L’affaire a tout d’un mauvais film d’espionnage, sauf qu’elle se déroule sur notre sol, au cœur de la République. Un ancien haut responsable de l’ambassade d’Algérie à Paris, Salaheddine Selloum, est visé par un mandat d’arrêt international émis par la justice française. Les faits ? L’enlèvement, en avril 2024, d’Amir Boukhors, alias Amir DZ, influenceur algérien installé en France et critique virulent du régime de son pays.
Le mandat, daté du 25 juillet dernier, vise Selloum pour « arrestation, enlèvement et séquestration en relation avec une entreprise terroriste » ainsi que pour « association de malfaiteurs terroriste criminelle ». Selon la DGSI, citée par nos confrères du Monde, il s’agirait d’un officier du contre-espionnage algérien dissimulé sous un titre officiel : premier secrétaire de l’ambassade. La fameuse « couverture diplomatique » qui, parfois, masque des opérations beaucoup moins recommandables que des échanges culturels.
Un kidnapping digne des services secrets
Le 29 avril 2024, Boukhors est enlevé en région parisienne. Il sera retenu 27 heures, en pleine forêt de Seine-et-Marne, avant d’être relâché. L’opposant raconte avoir « vu la mort » et parle d’une violence extrême. L’enquête, reprise en février par le parquet national antiterroriste, met rapidement en cause Selloum.
Et là, problème : son arrestation risque fort de se heurter à la fameuse immunité diplomatique. Mais l’avocat de Boukhors, Me Éric Plouvier, prévient : une fois la mission diplomatique terminée, il ne reste qu’une immunité « fonctionnelle ». Or, qui peut sérieusement soutenir que l’enlèvement d’un opposant relève des attributions normales d’un diplomate ?
Une opération qui ne doit rien au hasard
Sept autres personnes ont été mises en examen, dont un agent consulaire algérien. Selon les enquêteurs, il s’agirait d’exécutants agissant contre rémunération. Pas de conviction politique, juste un travail payé. Ce qui laisse supposer que la commande venait d’en haut.
Boukhors, installé en France depuis 2016 et réfugié politique depuis 2023, compte un million d’abonnés sur TikTok.
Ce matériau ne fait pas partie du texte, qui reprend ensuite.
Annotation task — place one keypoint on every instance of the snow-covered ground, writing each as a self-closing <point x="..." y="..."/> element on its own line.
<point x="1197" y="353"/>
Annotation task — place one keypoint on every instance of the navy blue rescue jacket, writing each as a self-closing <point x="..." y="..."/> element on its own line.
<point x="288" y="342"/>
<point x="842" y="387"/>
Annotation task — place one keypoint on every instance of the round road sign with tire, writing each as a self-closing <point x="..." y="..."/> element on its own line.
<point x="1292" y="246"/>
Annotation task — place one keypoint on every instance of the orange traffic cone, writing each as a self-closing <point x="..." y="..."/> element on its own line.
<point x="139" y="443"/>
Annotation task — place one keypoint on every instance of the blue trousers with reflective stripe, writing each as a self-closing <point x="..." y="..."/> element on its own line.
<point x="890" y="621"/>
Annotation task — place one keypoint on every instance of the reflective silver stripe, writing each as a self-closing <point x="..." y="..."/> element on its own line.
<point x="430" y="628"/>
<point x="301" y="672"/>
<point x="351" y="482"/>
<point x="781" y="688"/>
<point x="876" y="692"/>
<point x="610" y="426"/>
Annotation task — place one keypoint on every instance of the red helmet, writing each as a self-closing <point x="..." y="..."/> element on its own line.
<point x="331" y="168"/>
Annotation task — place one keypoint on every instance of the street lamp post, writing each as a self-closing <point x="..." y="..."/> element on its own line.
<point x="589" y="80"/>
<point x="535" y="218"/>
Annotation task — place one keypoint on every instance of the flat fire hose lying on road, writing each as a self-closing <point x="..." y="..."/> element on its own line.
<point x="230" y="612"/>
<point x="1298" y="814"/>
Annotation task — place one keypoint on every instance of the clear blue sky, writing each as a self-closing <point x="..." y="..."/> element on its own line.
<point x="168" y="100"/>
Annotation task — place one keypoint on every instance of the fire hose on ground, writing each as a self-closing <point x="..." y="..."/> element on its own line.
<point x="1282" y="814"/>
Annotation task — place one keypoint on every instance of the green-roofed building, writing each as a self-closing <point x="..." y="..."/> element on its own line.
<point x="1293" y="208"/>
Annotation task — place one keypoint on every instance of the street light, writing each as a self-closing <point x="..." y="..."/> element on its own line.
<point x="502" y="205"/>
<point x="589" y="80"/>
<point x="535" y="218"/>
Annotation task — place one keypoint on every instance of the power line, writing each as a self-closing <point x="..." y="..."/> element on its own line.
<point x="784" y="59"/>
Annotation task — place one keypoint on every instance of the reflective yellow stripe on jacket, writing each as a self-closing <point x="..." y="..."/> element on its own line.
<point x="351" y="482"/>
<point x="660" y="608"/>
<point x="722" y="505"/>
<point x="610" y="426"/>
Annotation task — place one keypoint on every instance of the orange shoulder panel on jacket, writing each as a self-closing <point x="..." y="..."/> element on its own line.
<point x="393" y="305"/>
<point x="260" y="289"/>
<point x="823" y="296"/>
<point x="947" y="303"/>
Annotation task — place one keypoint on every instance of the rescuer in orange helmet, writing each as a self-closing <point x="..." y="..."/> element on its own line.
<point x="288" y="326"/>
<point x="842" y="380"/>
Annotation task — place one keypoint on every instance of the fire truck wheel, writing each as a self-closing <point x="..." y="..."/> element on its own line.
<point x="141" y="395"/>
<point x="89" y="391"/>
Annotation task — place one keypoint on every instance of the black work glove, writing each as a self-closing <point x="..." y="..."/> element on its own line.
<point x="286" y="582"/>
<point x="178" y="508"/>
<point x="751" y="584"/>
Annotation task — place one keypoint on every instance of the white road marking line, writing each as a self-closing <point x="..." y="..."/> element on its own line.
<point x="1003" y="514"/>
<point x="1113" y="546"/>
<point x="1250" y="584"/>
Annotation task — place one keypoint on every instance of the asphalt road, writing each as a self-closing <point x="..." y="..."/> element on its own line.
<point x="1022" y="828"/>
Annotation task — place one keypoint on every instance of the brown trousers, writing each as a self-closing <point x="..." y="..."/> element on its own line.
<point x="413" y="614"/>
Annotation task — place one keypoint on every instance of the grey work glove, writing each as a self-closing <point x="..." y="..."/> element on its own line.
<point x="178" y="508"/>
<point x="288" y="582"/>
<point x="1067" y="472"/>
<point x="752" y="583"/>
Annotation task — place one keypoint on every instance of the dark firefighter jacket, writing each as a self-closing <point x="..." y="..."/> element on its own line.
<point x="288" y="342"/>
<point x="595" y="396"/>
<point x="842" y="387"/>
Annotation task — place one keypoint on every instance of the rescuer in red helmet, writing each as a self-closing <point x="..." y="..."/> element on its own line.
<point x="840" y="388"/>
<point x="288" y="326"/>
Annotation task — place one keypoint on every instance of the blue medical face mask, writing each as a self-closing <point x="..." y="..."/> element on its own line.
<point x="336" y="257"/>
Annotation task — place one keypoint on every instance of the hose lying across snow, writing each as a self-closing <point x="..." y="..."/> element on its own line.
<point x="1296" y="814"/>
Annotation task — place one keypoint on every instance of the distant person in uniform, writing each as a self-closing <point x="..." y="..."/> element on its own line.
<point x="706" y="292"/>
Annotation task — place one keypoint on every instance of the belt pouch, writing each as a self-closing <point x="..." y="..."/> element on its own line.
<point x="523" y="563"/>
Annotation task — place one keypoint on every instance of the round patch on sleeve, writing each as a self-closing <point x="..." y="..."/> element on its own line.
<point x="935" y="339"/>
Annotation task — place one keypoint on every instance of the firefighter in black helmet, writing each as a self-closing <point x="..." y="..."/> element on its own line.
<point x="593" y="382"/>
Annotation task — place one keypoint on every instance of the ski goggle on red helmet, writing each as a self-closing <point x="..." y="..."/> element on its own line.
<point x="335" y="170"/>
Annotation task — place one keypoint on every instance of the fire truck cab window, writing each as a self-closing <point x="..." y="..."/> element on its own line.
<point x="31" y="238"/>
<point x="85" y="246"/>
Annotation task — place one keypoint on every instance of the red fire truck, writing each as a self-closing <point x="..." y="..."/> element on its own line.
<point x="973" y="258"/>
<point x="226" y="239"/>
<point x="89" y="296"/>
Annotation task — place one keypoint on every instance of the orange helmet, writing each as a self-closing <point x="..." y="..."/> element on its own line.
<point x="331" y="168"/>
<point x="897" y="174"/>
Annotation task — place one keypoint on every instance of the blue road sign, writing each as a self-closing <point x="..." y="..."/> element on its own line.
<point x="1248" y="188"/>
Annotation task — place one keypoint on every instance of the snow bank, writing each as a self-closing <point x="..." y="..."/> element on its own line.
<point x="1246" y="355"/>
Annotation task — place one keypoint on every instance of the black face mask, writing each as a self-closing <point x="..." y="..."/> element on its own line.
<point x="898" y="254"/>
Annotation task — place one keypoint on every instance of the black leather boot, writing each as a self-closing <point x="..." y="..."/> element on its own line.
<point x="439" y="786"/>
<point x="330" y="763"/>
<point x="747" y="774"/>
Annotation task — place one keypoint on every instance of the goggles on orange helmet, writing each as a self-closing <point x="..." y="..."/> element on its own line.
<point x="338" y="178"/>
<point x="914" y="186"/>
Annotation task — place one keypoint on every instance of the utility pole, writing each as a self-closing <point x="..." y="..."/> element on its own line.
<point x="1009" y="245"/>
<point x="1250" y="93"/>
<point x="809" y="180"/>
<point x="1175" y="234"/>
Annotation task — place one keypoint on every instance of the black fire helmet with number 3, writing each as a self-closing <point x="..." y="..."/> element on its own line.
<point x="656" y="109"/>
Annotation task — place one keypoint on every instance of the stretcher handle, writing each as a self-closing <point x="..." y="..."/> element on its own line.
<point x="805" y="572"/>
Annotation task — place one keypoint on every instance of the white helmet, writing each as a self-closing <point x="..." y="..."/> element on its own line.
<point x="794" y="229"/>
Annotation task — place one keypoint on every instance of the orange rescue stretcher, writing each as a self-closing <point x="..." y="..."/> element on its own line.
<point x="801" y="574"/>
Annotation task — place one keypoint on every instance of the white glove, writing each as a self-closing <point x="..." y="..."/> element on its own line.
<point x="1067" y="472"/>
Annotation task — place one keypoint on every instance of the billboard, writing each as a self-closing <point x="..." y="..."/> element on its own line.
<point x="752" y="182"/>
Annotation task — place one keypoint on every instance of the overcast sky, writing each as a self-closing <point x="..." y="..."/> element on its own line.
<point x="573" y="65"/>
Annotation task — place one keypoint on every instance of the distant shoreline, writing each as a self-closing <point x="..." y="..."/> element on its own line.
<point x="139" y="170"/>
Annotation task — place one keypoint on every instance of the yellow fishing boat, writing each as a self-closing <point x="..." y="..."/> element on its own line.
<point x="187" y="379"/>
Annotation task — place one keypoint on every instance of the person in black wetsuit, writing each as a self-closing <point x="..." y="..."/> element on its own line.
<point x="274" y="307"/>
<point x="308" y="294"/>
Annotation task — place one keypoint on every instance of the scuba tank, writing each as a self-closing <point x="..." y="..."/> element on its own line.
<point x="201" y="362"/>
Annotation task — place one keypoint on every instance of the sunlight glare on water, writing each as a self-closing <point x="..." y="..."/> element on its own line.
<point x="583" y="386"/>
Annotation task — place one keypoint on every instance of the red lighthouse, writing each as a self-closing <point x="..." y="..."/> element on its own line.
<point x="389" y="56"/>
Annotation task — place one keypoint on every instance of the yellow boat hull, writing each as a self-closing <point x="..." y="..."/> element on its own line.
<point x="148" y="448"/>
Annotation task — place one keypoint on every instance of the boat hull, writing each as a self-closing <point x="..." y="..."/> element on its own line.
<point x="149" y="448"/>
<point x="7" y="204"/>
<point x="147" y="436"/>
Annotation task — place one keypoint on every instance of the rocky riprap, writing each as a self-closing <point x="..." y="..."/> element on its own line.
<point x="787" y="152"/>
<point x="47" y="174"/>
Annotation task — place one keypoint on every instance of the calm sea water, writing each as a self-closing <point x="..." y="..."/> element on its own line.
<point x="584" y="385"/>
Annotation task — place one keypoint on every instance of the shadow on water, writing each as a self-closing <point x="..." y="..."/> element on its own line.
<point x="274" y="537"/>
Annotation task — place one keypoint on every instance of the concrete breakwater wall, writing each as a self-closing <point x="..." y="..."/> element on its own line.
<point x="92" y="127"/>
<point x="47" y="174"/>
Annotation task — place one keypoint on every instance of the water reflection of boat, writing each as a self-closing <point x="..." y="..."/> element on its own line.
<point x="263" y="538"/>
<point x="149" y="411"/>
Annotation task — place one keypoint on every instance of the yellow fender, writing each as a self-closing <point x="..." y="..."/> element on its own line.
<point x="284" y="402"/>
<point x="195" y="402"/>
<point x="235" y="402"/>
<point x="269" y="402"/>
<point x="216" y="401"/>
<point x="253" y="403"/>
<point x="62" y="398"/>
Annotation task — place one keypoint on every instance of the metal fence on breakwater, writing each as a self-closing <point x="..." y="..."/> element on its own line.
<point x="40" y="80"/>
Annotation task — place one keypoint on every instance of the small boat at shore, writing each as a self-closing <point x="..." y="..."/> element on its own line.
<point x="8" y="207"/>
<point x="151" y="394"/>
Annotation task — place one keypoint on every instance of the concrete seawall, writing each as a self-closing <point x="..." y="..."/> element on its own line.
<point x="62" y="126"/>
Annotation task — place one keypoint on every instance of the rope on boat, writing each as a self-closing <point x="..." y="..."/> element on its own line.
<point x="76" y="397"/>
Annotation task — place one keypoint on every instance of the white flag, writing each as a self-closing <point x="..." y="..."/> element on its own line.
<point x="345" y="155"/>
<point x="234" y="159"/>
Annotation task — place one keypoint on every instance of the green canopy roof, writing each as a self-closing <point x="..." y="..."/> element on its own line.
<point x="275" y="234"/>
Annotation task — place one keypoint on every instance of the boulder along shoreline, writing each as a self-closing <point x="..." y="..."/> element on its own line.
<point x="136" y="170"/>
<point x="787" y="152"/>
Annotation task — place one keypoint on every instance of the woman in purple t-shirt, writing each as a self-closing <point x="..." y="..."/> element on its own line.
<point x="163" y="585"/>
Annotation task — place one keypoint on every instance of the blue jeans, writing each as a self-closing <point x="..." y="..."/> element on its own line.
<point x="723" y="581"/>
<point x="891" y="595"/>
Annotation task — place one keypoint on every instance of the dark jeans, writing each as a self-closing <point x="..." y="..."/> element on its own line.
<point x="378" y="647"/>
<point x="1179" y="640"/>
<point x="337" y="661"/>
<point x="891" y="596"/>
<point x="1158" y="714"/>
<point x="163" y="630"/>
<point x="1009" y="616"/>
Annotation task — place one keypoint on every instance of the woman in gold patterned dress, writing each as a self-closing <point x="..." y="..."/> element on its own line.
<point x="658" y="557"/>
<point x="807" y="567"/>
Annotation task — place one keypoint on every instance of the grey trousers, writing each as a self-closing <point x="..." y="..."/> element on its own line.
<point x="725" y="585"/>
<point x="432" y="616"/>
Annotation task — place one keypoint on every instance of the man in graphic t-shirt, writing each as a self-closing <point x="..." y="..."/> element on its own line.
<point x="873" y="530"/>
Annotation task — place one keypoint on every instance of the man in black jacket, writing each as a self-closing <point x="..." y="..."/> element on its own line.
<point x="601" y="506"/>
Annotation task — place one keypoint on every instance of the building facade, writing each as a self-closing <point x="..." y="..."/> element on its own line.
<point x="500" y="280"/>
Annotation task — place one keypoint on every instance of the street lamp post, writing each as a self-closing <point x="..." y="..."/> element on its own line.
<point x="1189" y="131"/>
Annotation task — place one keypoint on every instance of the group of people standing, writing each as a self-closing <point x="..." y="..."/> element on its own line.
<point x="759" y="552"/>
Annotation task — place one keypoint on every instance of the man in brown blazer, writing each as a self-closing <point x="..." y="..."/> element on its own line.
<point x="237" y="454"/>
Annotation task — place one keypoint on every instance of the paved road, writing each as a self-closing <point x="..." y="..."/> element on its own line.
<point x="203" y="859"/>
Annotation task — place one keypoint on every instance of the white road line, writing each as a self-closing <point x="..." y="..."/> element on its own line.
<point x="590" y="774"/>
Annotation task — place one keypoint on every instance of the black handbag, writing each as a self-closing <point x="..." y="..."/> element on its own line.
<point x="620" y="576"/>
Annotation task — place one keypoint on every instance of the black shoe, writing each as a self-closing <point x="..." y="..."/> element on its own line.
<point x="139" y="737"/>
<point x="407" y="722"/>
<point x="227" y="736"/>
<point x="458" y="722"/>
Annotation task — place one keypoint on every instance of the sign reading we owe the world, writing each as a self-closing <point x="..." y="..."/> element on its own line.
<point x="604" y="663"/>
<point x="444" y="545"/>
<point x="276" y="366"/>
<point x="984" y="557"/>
Un profil qui dérange Alger : le régime de Tebboune a déjà émis neuf mandats d’arrêt contre lui, allant de l’« escroquerie » aux « infractions terroristes ». La justice française avait refusé son extradition en 2022.
Une affaire qui en dit long
L’histoire ne se limite pas à un simple fait divers. Elle soulève des questions autrement plus lourdes : comment un agent de renseignement étranger, protégé par un statut diplomatique, a-t-il pu préparer et mener un enlèvement en toute tranquillité en France ? Et surtout : qu’a fait notre État pour protéger celui à qui il a accordé l’asile ?
Dans un contexte de relations franco-algériennes déjà tendues, cette affaire pourrait bien marquer un tournant. Elle rappelle que, derrière les sourires officiels, se jouent parfois des parties d’ombres où l’intimidation et la violence remplacent le dialogue. Et où, même à Paris, un opposant politique peut disparaître… le temps que ses geôliers décident de le relâcher.